In fact, this novel is inside out... it's reality-based fiction alright, but about the secondary characters. They are rational and sane and have the kind of command over themselves we recognize - they command power over reality in a way that the primary character, our Ricardito, he who is enslaved to a woman who hates him, cannot manage.
And it's a travelogue!
Most exquisite about this book written by a Peruvian master of literature is the insider portrait it paints of - Paris! "The Bad Girl" is a guide for my favorite city - the exhibits were real, the glitterati make cameos, the restaurateurs (some of whom I've known myself, like Jean Pierre Court of the unparalelled 7e bistro Auberge d'Chez Eux where I have basked in just the meal Ricardo and Soloman ate, down to the detail, probably with some of you!) -- the walks in the Tuileries. They taunt the reader - like :"hey you think this book isn't a real life tale?" Vargas Llosa's Paris is as immediate as if we were there this afternoon, so how can the life story of Ricardo NOT be real as a result? This is what I mean, it's inside out. Everything auxiliary is as plain as day, from the restaurants and cafes to the perfect, messy, real people Ricardo has propping him up. These are what defines Ricardo, not the woman who abuses him, manipulates him, lies to him, crazes him.

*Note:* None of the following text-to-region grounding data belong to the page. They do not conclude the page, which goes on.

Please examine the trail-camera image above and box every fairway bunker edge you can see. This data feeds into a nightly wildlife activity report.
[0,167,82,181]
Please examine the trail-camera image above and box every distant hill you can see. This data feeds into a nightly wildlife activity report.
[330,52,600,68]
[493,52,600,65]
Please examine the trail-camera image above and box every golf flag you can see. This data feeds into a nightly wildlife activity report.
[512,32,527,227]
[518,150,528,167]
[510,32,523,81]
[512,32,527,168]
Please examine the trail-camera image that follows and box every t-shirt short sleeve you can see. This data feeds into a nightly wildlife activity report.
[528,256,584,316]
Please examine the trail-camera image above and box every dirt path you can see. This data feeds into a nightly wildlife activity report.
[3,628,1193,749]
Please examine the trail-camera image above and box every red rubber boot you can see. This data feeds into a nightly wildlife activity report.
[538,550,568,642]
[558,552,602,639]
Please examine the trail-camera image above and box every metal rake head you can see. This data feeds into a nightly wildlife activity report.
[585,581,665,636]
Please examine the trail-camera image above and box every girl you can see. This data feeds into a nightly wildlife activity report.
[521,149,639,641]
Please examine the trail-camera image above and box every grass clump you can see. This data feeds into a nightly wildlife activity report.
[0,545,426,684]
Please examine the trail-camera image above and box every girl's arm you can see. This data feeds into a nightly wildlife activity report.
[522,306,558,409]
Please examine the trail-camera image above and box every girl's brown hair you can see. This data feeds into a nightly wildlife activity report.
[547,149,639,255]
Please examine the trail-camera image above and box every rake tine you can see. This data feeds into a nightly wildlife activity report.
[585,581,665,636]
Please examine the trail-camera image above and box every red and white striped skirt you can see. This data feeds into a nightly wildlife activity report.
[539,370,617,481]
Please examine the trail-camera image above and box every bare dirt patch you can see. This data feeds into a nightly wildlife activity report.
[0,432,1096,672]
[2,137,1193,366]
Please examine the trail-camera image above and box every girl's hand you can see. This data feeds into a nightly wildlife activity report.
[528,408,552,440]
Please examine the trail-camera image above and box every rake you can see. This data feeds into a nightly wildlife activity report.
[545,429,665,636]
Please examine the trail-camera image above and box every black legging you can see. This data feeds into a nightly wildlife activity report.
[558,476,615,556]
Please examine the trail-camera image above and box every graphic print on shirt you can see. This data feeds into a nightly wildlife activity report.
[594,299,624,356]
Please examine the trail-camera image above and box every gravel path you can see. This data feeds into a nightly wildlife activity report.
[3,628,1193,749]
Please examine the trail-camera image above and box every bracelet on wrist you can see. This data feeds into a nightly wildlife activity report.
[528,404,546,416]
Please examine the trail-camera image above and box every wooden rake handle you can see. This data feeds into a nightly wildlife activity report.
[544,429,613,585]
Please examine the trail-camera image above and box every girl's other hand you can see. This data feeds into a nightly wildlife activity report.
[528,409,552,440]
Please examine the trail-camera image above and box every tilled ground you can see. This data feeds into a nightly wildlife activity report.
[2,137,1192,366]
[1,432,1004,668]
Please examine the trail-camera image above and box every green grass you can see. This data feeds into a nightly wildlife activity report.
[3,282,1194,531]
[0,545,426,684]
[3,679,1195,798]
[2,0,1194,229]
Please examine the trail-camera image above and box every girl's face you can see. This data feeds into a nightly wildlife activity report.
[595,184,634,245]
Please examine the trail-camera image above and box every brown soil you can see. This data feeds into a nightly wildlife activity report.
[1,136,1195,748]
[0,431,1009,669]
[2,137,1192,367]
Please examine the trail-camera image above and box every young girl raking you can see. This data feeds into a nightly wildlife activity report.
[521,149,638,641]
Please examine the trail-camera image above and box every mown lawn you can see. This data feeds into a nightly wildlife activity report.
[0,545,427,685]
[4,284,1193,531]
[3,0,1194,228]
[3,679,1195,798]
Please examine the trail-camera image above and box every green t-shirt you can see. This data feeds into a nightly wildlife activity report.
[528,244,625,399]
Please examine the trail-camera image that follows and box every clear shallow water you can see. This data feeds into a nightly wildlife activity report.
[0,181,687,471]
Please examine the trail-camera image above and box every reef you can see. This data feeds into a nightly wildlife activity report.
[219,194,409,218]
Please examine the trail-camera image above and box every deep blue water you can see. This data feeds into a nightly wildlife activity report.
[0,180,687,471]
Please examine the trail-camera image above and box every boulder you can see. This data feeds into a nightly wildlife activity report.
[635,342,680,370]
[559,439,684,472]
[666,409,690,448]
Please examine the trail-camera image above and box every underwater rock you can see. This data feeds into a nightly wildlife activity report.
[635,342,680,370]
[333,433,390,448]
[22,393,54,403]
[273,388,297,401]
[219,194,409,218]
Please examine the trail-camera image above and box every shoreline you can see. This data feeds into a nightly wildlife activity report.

I finished The Bad Girl yesterday afternoon at 4:00 -- as one does when thoroughly taken with a novel, she reads while her kids are stationed screenside. The first place I went to find myself was the Errant Aesthete, which as its main concern brings hedonism (Paris) home. I can count on my errant blogger friend to walk me through coming back to earth after this fantastic read. Here's what the Aesthete leads off with, a quote from Plato:
"Everything that deceives can be said to enchant."
Perfect, the Errant Aesthete's salon, Crazy in Love -- here I have my conversation about "The Bad Girl".